The Authority themselves were originally led by a Briton and included a Tibetan (Swift) and a Netherlander (The Doctor) along with whatever nationality Apollo and Midnighter possessed before losing their original identities, and the second Doctor was a Palestinian.
The modern incarnation of the Green Team had Commodore Murphy (British), JP Houston (American; Texan), Cecilia Sunbeam (American; Californian), and Prince Mohammed Qahtanii (from some fake Middle-Eastern country).
The Hand of the Morningstar has Titan (American), Avatar (Indian), Shango (West African), Kwan Yin (Chinese), and Kami (South American).
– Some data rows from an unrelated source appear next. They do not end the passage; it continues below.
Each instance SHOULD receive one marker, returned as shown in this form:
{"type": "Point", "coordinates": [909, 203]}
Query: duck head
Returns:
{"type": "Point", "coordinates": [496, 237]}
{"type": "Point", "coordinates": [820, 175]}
Due to being reincarnated into people from across the globe, the Knights of the Round Table from Camelot 3000 were this in effect: King Arthur, Tom Prentice, and (presumably) Merlin are all English, Sir Lancelot is French, Queen Guinevere and Sir Kay are American, Sir Galahad is Japanese, Sir Perceval is Australian, Sir Gawain is South African, and Sir Tristan is Canadian.
Action Force: International Heroes, aka the UK version of G.I. Joe, with the characters given more varied countries of origin. Flint (UK) is the leader and other members include Lady Jaye (Ireland), Footlose (Scotland), Beach Head (New Zealand), Airtight (West Germany) etc. Some characters (such as Snake-Eyes and Scarlett) were said to be visiting London from Action Force's US branch ... which was eventually retconned to be called G.I. Joe.
The comic book Smite focuses on this even more than the game.